Adam Heenan, Nikolaus F. Troje

Abstract

Biological motion stimuli, such as orthographically projected stick figure walkers, are ambiguous about their orientation in depth. The projection of a stick figure walker oriented towards the viewer, therefore, is the same as its projection when oriented away. Even though such figures are depth-ambiguous, however, observers tend to interpret them as facing towards them more often than facing away. Some have speculated that this facing-the-viewer bias may exist for sociobiological reasons: Mistaking another human as retreating when they are actually approaching could have more severe consequences than the opposite error. Implied in this hypothesis is that the facing-towards percept of biological motion stimuli is potentially more threatening. Measures of anxiety and the facing-the-viewer bias should therefore be related, as researchers have consistently found that anxious individuals display an attentional bias towards more threatening stimuli. The goal of this study was to assess whether physical exercise (Experiment 1) or an anxiety induction/reduction task (Experiment 2) would significantly affect facing-the-viewer biases.
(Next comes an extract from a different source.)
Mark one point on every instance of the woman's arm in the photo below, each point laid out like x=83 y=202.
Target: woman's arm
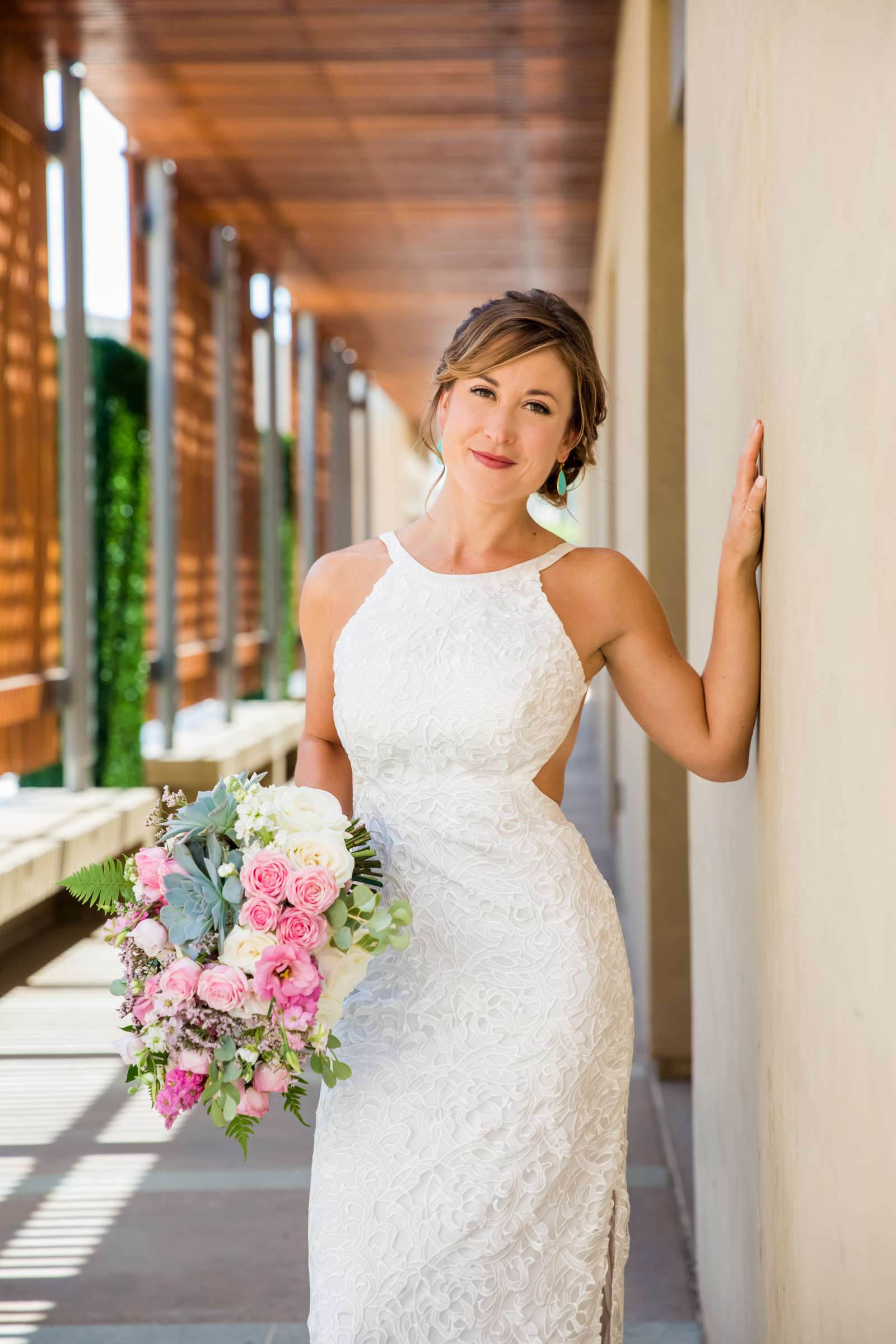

We hypothesized that both physical exercise and progressive muscle relaxation would decrease facing-the-viewer biases for full stick figure walkers, but not for bottom- or top-half-only human stimuli, as these carry less sociobiological relevance. On the other hand, we expected that the anxiety induction task (Experiment 2) would increase facing-the-viewer biases for full stick figure walkers only. In both experiments, participants completed anxiety questionnaires, exercised on a treadmill (Experiment 1) or performed an anxiety induction/reduction task (Experiment 2), and then immediately completed a perceptual task that allowed us to assess their facing-the-viewer bias. As hypothesized, we found that physical exercise and progressive muscle relaxation reduced facing-the-viewer biases for full stick figure walkers only. Our results provide further support that the facing-the-viewer bias for biological motion stimuli is related to the sociobiological relevance of such stimuli.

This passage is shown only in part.